歯周病の原因となる歯周病菌を減らす為には、毎日の歯みがきでプラークを除去していくことが必要です。 みがき残しをなくすために、効果的な歯みがきの方法や、歯間ブラシのような口の中の状態に応じた道具の使い方を身につけていただくことが重要です。

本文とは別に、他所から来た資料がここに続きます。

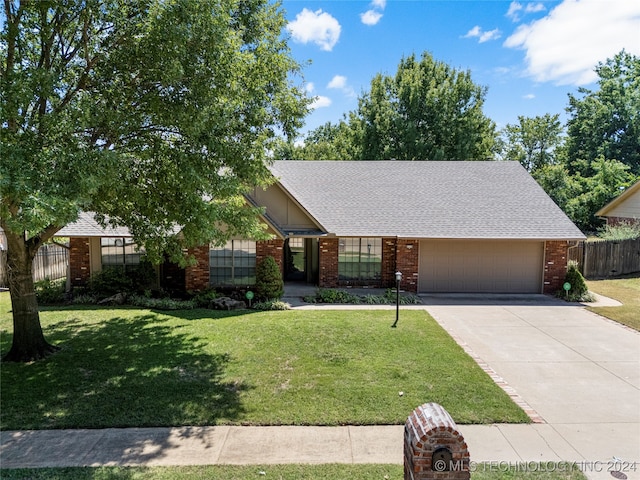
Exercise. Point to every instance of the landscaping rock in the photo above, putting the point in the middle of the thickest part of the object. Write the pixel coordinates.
(226, 303)
(117, 299)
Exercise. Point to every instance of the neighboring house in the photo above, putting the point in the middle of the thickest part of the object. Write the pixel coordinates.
(625, 208)
(447, 226)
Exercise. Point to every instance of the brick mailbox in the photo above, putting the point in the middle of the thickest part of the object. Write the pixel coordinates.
(433, 446)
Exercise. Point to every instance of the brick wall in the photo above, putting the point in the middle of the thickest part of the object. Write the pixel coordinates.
(328, 275)
(79, 261)
(555, 265)
(271, 248)
(197, 276)
(407, 263)
(614, 221)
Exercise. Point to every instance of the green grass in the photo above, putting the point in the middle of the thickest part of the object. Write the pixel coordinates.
(123, 367)
(625, 290)
(280, 472)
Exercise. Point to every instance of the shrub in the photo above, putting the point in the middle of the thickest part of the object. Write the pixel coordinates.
(269, 284)
(578, 291)
(117, 279)
(621, 231)
(272, 305)
(50, 291)
(84, 299)
(109, 281)
(161, 303)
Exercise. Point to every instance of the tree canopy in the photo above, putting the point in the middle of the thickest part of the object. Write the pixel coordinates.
(153, 114)
(426, 111)
(533, 141)
(605, 123)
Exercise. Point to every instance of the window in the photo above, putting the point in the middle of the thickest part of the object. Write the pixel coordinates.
(233, 264)
(120, 252)
(359, 259)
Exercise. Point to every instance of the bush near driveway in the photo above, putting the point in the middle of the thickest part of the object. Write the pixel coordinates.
(126, 367)
(625, 290)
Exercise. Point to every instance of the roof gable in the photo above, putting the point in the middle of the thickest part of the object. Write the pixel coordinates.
(625, 205)
(425, 199)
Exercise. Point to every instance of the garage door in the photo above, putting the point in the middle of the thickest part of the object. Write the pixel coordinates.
(472, 266)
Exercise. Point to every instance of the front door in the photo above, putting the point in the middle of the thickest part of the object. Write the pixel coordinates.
(301, 260)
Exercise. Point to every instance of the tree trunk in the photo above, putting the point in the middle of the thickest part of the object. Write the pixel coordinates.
(29, 343)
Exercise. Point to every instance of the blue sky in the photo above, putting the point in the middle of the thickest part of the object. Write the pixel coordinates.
(530, 55)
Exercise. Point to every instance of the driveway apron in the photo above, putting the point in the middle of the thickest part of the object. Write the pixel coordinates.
(579, 371)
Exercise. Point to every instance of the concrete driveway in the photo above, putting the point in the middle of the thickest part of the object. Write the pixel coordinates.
(577, 370)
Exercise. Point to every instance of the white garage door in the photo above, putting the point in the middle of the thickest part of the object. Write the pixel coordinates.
(475, 266)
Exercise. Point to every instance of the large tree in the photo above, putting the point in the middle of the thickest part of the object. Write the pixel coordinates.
(532, 141)
(427, 111)
(153, 114)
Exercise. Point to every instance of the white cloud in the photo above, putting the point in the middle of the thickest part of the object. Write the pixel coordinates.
(320, 102)
(370, 17)
(374, 14)
(317, 27)
(535, 8)
(482, 36)
(514, 11)
(566, 45)
(338, 81)
(516, 8)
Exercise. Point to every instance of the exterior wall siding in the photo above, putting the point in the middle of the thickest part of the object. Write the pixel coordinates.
(79, 261)
(407, 254)
(555, 265)
(328, 277)
(389, 262)
(271, 248)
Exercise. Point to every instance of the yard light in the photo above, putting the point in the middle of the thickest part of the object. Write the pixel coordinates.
(398, 278)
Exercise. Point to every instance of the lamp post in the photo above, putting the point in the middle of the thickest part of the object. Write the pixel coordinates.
(398, 278)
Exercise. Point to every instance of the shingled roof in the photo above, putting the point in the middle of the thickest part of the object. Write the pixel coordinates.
(471, 200)
(86, 226)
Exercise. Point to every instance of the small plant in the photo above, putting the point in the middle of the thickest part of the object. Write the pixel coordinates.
(621, 231)
(50, 291)
(578, 291)
(272, 305)
(84, 299)
(269, 284)
(204, 299)
(161, 303)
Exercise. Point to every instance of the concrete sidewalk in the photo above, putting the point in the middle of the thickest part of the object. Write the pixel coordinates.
(577, 373)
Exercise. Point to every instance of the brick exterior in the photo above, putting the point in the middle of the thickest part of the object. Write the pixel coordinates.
(555, 265)
(614, 221)
(429, 428)
(407, 254)
(79, 261)
(328, 275)
(197, 275)
(271, 248)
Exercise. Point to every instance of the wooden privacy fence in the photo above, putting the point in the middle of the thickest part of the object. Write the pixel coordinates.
(607, 258)
(50, 262)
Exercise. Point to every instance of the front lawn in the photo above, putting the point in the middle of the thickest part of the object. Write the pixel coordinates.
(625, 290)
(125, 367)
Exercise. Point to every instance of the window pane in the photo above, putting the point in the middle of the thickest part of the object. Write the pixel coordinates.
(359, 259)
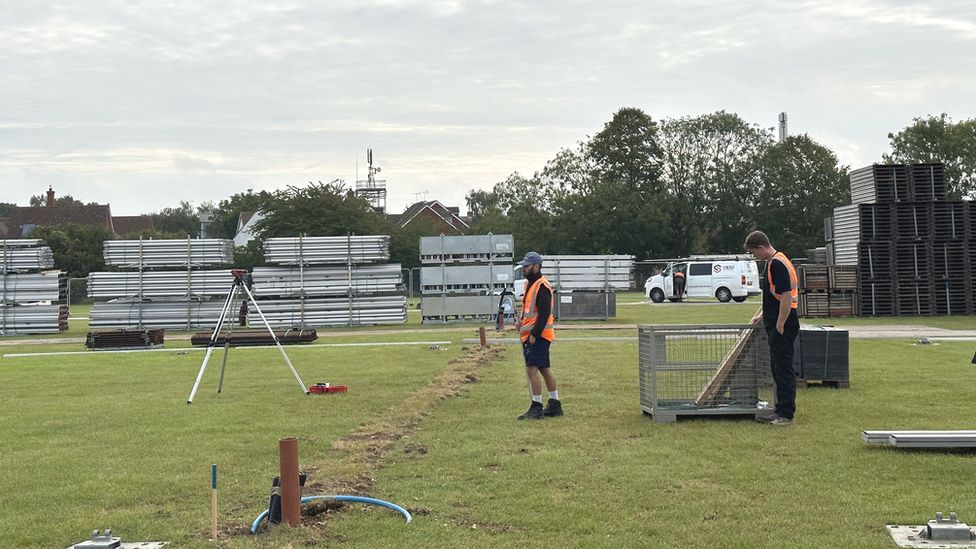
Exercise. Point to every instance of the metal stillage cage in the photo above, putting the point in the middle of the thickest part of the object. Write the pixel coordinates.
(703, 370)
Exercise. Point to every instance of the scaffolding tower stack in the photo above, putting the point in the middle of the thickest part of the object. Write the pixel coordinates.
(30, 291)
(461, 276)
(586, 286)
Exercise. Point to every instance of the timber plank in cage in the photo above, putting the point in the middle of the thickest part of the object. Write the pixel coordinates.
(703, 370)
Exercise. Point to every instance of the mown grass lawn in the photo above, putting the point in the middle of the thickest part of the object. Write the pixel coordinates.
(106, 440)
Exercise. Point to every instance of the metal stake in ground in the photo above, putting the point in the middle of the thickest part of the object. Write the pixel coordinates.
(241, 283)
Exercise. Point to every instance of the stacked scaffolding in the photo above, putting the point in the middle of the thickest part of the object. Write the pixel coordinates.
(29, 293)
(913, 247)
(153, 294)
(586, 285)
(330, 281)
(461, 276)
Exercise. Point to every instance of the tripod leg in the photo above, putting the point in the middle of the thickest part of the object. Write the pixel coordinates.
(230, 332)
(275, 338)
(210, 345)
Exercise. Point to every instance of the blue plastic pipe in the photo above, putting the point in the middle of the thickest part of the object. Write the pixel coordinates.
(354, 499)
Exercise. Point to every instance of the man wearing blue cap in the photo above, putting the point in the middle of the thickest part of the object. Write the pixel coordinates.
(537, 334)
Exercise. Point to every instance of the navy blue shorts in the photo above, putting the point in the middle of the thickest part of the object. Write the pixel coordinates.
(538, 354)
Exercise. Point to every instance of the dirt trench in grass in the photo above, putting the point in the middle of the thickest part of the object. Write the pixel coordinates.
(360, 454)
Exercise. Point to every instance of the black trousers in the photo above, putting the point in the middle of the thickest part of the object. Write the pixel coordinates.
(781, 363)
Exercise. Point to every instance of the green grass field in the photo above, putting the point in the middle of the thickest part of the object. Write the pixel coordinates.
(101, 440)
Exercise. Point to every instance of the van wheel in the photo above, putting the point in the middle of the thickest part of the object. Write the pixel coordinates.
(723, 294)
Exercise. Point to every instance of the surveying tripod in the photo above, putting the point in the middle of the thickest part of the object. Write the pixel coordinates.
(242, 281)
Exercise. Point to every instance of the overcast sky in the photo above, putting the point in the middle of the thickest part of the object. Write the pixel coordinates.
(144, 104)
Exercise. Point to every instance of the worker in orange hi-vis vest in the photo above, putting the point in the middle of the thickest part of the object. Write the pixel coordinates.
(537, 334)
(779, 289)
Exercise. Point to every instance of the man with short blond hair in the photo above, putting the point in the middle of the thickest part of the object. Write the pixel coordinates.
(779, 289)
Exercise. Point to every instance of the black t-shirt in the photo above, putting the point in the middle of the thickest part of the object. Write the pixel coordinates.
(781, 279)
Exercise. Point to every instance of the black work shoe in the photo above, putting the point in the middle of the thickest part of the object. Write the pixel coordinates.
(534, 411)
(553, 408)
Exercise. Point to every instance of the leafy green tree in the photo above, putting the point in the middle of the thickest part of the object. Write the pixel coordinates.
(77, 249)
(225, 216)
(319, 209)
(712, 163)
(939, 139)
(802, 183)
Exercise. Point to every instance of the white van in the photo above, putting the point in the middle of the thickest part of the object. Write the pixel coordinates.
(726, 278)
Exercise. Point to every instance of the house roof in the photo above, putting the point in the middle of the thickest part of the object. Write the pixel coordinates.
(128, 224)
(98, 216)
(438, 209)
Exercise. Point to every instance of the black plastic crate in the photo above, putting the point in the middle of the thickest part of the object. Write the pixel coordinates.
(949, 219)
(928, 182)
(875, 259)
(876, 298)
(914, 299)
(913, 260)
(952, 296)
(881, 183)
(950, 259)
(913, 220)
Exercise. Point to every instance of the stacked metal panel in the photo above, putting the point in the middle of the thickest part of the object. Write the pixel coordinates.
(27, 291)
(33, 319)
(913, 246)
(589, 272)
(297, 293)
(156, 284)
(330, 281)
(462, 275)
(148, 296)
(32, 287)
(191, 252)
(585, 285)
(317, 250)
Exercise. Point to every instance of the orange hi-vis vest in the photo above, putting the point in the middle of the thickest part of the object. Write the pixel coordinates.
(780, 256)
(530, 311)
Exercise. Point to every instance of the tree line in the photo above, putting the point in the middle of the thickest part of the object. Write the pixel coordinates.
(641, 187)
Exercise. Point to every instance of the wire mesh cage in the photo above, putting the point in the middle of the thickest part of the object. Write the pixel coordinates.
(703, 370)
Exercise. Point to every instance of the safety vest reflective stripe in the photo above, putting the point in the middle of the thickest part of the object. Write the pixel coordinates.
(780, 256)
(530, 311)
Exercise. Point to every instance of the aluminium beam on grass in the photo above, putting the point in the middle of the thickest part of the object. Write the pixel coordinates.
(882, 437)
(928, 440)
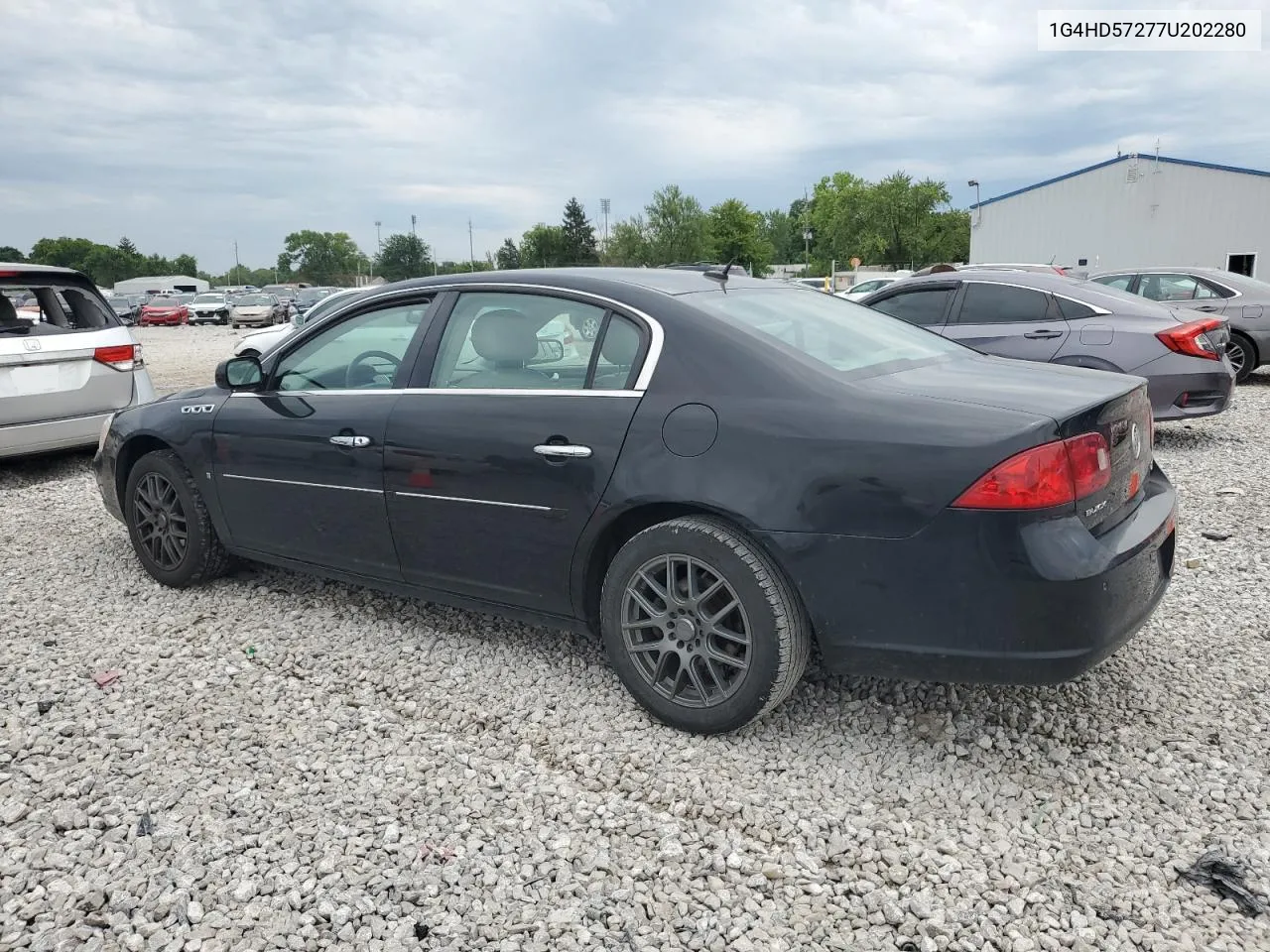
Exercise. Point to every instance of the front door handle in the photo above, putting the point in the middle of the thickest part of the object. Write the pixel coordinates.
(562, 451)
(350, 440)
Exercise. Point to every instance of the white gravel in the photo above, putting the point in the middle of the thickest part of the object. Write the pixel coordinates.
(382, 767)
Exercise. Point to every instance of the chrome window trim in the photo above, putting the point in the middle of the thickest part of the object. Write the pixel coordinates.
(299, 483)
(657, 335)
(1097, 311)
(435, 391)
(477, 502)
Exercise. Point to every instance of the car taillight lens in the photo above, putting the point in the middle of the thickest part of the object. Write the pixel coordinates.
(1052, 474)
(122, 357)
(1192, 338)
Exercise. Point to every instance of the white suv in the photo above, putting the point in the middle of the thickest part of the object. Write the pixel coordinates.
(67, 363)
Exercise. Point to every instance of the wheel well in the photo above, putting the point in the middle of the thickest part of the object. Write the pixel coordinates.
(617, 534)
(128, 454)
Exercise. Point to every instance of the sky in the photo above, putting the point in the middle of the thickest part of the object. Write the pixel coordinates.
(190, 125)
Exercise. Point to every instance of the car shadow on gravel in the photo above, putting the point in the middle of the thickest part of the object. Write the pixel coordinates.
(30, 471)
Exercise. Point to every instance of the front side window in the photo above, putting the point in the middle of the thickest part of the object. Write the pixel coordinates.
(363, 352)
(830, 330)
(924, 307)
(515, 341)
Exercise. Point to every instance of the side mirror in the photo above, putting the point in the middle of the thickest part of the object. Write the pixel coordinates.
(239, 373)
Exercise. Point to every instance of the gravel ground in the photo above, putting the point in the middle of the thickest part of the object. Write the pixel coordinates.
(386, 774)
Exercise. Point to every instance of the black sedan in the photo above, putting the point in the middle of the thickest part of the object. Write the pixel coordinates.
(731, 470)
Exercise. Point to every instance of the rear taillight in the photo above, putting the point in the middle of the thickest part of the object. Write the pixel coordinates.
(1052, 474)
(1192, 338)
(122, 357)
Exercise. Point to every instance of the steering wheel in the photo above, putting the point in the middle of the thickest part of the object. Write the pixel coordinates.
(366, 356)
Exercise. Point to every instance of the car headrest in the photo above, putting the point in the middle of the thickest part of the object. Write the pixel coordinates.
(620, 348)
(504, 336)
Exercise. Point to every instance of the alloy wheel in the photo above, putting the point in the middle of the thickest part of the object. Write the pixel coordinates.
(686, 630)
(160, 520)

しかし、歯ブラシでは落としきれない頑強なバイオフィルムという構造体が歯にこびりつくことがあります。 これを除去するためには定期的に専門的なクリーニング(PMTC)を受けていただくことが必要です。

PMTCとは

歯科医師や歯科衛生士による専門器具を使った歯のクリーニングです。毎日きちんと磨いているつもりでも、歯と歯茎の間に磨き残しが出てしまいます。残った歯垢はやがて歯石になり、この歯石は歯みがきでは取り除けず、ほうっておくと歯周病の原因菌が住み着く温床になるのです。